We can all strive to live according to the production rules of Gaia, rather than those of Glomart, whenever possible. Those production rules, again, are as follows:
1. Enough is enough: before you buy anything, ask yourself two questions: (1) do I really need this? (2) if so, is this the most responsible use of resources for this purpose?
2. You are what you do: shift your focus from how many toys you have to what skills you can cultivate and apply to making your community and planet a better place for all.
3. Value lies in mutually beneficial relationships more than in commodities or possessions.
4. Life itself is what matters, now and for future generations. Evaluate all your choices accordingly.
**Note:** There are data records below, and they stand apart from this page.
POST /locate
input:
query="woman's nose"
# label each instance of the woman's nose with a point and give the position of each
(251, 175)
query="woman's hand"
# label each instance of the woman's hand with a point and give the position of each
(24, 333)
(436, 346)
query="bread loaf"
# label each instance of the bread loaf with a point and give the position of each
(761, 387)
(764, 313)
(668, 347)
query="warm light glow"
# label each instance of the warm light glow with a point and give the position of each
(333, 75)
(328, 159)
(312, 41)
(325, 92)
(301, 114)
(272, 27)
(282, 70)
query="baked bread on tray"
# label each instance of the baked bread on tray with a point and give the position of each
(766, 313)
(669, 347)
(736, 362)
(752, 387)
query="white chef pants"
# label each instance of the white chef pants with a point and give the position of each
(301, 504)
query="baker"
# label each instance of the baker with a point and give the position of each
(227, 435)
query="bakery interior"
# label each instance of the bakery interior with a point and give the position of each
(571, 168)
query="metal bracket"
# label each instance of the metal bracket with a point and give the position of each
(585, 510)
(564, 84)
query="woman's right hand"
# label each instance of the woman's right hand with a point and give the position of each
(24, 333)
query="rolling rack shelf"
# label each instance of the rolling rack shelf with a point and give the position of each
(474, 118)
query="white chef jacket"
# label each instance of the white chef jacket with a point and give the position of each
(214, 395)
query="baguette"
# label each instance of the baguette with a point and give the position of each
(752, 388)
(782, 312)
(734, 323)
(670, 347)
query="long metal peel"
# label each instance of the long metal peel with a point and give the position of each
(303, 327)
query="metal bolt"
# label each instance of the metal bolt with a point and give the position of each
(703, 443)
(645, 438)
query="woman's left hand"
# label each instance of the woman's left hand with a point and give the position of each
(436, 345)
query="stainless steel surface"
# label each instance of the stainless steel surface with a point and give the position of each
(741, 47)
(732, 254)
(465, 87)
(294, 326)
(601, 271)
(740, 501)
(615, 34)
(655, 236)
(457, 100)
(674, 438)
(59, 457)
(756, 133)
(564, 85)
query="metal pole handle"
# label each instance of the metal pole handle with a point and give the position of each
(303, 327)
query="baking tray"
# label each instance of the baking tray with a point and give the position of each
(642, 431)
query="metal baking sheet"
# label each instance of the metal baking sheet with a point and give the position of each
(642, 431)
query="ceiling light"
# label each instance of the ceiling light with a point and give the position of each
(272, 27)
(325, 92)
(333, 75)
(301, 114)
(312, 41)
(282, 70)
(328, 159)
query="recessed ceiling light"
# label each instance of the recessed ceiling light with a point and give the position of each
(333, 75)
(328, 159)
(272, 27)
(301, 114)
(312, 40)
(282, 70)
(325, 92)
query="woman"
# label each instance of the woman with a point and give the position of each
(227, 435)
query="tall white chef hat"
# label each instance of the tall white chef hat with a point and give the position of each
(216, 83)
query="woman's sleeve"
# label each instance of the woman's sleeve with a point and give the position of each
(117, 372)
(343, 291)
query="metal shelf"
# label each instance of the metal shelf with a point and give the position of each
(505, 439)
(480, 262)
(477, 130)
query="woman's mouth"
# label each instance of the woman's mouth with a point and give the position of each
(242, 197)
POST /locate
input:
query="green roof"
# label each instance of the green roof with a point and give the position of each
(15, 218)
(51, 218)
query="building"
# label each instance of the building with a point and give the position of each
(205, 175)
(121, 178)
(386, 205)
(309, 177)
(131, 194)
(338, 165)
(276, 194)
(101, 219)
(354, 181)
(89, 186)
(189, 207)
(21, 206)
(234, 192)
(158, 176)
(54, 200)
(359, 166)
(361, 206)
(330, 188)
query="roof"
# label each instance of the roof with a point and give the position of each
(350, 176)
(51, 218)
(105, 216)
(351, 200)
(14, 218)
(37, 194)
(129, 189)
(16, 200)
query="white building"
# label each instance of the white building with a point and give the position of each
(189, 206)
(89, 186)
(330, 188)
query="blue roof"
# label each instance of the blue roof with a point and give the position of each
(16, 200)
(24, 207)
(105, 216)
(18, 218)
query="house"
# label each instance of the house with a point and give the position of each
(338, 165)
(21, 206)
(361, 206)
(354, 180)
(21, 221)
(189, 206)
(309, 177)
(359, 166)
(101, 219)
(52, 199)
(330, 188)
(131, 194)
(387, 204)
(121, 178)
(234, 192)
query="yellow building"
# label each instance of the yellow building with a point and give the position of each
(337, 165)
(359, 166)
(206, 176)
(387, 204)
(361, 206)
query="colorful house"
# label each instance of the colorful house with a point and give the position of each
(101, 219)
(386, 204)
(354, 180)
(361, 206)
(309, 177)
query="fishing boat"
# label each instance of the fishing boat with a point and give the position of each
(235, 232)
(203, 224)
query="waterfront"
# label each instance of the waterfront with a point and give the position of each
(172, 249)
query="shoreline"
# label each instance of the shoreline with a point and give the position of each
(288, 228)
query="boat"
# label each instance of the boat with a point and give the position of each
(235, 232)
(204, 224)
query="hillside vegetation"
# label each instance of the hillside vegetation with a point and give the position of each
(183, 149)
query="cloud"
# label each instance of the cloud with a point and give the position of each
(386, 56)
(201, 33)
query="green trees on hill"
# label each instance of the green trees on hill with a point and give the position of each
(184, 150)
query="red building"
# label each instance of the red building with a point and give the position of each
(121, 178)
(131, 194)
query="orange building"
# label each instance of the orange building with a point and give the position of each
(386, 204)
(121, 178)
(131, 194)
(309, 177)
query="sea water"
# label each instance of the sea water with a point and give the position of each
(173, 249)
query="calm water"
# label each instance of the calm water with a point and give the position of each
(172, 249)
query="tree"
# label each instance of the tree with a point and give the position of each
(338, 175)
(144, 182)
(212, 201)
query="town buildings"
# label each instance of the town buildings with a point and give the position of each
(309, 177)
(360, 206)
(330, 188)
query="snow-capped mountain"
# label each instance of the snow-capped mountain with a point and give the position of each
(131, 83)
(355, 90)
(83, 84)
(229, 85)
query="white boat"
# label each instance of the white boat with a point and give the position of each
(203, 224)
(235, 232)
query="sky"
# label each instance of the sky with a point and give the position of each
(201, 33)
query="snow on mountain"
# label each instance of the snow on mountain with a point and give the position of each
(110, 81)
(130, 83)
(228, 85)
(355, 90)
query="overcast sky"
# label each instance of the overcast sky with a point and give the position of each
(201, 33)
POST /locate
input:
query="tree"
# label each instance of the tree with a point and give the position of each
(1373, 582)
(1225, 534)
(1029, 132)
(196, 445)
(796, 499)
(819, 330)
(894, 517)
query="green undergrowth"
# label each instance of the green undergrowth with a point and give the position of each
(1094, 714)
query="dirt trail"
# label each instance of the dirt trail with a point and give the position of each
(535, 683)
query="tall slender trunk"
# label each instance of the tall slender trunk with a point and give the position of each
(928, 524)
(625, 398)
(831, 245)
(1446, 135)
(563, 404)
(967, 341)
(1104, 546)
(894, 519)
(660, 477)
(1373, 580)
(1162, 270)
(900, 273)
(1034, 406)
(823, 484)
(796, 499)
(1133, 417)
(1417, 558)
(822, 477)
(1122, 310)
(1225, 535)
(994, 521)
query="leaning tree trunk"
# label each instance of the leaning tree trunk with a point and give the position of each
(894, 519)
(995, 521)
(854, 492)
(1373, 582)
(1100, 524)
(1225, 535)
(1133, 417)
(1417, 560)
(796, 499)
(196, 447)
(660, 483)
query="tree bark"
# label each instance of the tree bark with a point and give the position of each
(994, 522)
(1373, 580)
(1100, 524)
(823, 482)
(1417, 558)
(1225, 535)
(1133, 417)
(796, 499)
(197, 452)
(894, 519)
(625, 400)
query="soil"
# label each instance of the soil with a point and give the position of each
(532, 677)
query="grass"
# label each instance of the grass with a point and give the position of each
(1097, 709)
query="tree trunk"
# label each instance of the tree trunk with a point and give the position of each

If enough of us start prioritizing the values of Gaia over the values of Glomart, we may yet, in some unpredictable way, trigger a "butterfly effect" that enables and encourages others, everywhere, to shift their own values accordingly. We may yet become agents of spontaneous remission of the terminal Cancer of the Earth. In my own autumnal years, this is my one remaining goal in life--and will be until my last breath: to grow gardens, grow community, and grow Gaian awareness.